In vier Themenbereiche aufgeteilt
Die Letzte-Hilfe-Kurse sind in vier grosse Themenbereiche aufgeteilt. Im ersten Teil thematisiert die Leitung, welche jeweils aus einer Pflegefachperson und einer Seelsorgerin oder einem Seelsorger besteht, das Thema «Sterben ist ein Teil des Lebens». «Sterbende brauchen vor allem Zuwendung», weiss Locher, «und diese wird mehrheitlich von der Zivilgesellschaft geleistet. Lediglich fünf Prozent der Zuwendung zu Sterbenden werden von Professionellen wie der Spitex, Ärzten oder Seelsorgern geleistet.» Der zweite Kursteil steht jeweils unter dem Titel «Vorsorgen und Entscheiden»: Dabei werden formellere Themen wie Testament und letzte Verfügungen angeschnitten, über die Patientenverfügung informiert und das Thema Organspende erwähnt.

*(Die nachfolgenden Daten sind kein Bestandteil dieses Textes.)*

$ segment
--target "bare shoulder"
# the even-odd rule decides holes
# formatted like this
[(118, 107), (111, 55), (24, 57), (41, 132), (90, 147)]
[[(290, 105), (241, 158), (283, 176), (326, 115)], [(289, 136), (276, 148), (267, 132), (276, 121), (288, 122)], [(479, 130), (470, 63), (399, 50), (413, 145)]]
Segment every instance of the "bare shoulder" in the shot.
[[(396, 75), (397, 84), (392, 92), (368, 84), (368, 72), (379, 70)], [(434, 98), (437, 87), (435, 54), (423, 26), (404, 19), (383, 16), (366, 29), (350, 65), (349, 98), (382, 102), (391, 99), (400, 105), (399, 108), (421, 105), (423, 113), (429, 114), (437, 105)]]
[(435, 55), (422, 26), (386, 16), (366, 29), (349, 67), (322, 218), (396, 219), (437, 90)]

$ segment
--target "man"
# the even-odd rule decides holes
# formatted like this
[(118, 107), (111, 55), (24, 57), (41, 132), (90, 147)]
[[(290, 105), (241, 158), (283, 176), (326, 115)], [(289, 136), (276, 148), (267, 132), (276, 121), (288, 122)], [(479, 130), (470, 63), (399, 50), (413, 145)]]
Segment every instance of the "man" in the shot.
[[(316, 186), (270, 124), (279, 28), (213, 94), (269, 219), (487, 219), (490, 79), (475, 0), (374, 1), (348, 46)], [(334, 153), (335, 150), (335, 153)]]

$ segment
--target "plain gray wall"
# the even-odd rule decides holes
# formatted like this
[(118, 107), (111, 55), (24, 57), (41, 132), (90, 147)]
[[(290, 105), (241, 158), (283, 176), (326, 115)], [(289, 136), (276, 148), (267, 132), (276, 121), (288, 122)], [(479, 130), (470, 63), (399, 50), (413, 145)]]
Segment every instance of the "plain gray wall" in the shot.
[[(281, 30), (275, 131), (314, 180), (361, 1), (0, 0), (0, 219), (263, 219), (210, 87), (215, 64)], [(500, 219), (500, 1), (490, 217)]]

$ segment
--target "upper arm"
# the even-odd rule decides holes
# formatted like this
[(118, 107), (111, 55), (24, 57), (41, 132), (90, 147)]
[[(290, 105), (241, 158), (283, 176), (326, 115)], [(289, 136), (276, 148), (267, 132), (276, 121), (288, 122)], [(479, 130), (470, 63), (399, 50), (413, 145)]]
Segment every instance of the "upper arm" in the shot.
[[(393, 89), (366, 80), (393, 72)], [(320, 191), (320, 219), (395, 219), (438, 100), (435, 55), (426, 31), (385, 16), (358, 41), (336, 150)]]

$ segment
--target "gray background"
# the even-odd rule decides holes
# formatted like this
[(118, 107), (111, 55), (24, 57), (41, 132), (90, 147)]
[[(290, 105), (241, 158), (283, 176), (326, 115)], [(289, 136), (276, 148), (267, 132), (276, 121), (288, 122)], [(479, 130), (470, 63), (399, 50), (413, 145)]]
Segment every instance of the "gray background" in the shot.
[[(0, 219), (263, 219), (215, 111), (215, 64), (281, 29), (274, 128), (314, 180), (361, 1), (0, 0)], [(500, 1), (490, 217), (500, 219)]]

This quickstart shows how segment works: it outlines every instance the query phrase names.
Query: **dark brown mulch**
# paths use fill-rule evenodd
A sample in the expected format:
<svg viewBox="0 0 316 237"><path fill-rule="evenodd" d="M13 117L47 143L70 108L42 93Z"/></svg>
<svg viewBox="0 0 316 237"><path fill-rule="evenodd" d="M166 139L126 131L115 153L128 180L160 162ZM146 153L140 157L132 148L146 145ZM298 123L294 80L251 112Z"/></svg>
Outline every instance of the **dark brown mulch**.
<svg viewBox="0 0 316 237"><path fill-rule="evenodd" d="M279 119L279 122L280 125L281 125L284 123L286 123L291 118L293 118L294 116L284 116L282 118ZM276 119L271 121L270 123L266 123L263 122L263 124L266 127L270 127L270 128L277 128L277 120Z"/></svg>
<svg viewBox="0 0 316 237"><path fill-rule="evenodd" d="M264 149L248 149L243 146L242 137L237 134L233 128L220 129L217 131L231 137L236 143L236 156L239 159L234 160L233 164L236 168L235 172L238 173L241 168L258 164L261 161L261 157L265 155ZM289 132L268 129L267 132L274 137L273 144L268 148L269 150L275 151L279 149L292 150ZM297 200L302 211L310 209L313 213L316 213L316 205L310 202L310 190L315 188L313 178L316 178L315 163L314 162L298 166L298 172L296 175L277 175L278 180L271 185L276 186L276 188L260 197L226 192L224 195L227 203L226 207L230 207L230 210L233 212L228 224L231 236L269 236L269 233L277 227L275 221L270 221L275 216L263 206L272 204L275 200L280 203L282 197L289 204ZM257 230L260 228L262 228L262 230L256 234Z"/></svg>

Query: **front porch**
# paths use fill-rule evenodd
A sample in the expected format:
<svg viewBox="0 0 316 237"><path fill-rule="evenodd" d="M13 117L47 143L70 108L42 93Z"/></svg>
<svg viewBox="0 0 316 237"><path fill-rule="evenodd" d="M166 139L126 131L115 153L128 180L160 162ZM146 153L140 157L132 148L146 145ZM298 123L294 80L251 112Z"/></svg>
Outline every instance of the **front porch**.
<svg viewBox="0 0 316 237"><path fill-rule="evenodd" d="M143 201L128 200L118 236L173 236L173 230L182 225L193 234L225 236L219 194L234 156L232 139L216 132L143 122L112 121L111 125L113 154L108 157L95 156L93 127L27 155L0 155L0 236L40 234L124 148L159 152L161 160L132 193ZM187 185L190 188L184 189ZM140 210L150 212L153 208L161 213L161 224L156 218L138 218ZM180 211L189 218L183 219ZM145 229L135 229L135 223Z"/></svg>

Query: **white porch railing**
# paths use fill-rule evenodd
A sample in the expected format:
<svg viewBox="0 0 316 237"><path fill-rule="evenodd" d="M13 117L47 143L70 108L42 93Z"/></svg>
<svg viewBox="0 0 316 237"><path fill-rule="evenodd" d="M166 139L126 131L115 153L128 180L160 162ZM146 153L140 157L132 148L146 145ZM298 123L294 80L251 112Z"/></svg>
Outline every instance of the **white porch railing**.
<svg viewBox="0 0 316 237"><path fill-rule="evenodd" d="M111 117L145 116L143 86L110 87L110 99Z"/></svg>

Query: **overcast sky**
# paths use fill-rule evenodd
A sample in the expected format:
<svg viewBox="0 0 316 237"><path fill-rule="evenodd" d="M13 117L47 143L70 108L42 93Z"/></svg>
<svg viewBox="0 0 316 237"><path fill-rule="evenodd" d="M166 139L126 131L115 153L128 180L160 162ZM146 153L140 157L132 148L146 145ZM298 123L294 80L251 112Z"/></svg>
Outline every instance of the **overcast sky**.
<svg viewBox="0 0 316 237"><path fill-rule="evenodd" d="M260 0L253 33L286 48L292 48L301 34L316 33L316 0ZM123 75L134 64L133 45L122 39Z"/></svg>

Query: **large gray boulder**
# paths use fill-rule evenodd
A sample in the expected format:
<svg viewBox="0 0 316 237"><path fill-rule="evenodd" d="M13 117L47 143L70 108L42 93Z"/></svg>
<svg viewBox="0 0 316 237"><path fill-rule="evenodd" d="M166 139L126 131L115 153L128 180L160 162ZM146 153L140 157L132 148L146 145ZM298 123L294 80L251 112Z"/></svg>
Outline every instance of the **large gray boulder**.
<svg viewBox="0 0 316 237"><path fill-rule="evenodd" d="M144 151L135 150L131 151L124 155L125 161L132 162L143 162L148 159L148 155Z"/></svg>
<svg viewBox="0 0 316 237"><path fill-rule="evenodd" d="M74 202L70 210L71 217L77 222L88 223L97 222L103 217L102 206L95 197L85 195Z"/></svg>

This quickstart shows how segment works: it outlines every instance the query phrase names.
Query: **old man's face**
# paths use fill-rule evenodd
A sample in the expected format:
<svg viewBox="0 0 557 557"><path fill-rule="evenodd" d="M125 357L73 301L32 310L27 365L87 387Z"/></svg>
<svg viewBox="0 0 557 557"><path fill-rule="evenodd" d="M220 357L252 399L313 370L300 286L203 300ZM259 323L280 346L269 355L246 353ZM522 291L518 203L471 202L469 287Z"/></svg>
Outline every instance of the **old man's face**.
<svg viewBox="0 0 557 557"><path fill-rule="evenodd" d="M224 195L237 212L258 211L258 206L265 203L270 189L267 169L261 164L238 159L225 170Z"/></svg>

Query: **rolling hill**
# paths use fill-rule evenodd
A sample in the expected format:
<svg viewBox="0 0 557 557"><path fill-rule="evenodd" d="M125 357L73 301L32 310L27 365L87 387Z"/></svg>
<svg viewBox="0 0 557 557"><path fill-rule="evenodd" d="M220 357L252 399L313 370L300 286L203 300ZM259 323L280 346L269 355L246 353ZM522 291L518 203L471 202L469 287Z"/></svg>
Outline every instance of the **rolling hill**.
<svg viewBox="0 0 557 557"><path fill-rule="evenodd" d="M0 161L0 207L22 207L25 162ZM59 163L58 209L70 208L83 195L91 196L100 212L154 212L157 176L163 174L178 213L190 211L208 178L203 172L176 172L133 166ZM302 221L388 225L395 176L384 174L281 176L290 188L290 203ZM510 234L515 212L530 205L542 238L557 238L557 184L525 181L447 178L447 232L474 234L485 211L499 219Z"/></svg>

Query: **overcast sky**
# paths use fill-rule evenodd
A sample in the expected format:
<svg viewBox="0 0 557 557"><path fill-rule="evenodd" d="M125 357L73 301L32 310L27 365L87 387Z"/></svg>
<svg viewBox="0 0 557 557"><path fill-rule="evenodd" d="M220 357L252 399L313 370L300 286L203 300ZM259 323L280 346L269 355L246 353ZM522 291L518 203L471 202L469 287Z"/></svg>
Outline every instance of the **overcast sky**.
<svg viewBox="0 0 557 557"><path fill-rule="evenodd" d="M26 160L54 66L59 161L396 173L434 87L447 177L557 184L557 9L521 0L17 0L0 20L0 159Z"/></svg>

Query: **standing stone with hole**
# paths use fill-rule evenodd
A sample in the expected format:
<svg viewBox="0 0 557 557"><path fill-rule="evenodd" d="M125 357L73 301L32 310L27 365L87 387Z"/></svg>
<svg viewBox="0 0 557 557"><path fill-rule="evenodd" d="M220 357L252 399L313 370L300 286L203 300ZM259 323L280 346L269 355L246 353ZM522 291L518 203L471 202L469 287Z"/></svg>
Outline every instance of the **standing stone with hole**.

Emotionale Themen diskutieren
Die Pflegefachperson leitet jeweils den Kursteil «Leiden lindern» an. Leiden könnten nicht nur mit Medikamenten gelindert werden, sondern auch durch angepasste Lagerung und Bewegung sowie einer angepassten Ernährung. «Oftmals wollen Sterbende nicht mehr essen, weil die Lust daran fehlt. Wir wollen bei den Angehörigen Verständnis für solche Situationen schaffen, die nicht leicht zu akzeptieren sind. Manche Teilnehmende bringen Erfahrungen mit, die wir im geschützten Rahmen des Kurses austauschen», erklärt der Seelsorger Locher. Im letzten Kursteil «Abschied nehmen» steht das Trauern im Zentrum. Nach dem Tod einer nahestehenden geliebten Person durchlaufe man unterschiedliche Emotionen, von Wut über Verleugnen bis hin zur rationalen Akzeptanz des Todes. «Die daraus folgenden Verhaltensweisen sind nicht alle gesellschaftlich akzeptiert und sowohl die sterbende Person wie auch ihre Angehörigen machen sie in unterschiedlicher Stärke durch», bilanziert Pfarrer Locher.
«Die Kirche hat das Abschiednehmen ritualisiert.» Doch die Arbeit beginne bereits vor der Abdankung in der Kirche, etwa beim Zusammentragen der Kontakte, die über den Tod informiert werden sollen. In diesem Zusammenhang stelle sich auch die Frage, ob eine öffentliche Abdankung stattfinden soll. «Als Pfarrer mache ich Werbung für diese Form des Abschiednehmens, denn nicht nur die nächsten Angehörigen möchten sich vom Verstorbenen verabschieden», betont Locher.
«Ganz offensichtlich ist das Bedürfnis nach Schulung in letzter Hilfe da», bestätigt Locher, «die angebotenen Kurse in der Region waren immer ausgebucht, teilweise gab es Wartelisten.»

Kurs für alle
Im Kanton Bern werden Letzte-Hilfe-Kurse von den Landeskirchen, dem Kantonalverband Spitex und dem Palliativzentrum des Inselspitals getragen. Kursleitungsteams führen die Kurse meist im Auftrag von Kirchgemeinden durch, welche die Infrastruktur zur Verfügung stellen und bewerben. «Doch die Kurse sind konfessionell offen und nicht an eine bestimmte Weltanschauung gebunden. Wir laden alle ein, unabhängig von Alter und Religion, und wollen miteinander ins Gespräch kommen.»

Gut zu wissen
Auf der Website www.kirchenpalliativebern.ch sind die Letzte-Hilfe-Kurse ausgeschrieben. Die Kurse sind offen auch für Teilnehmende aus anderen Gemeinden.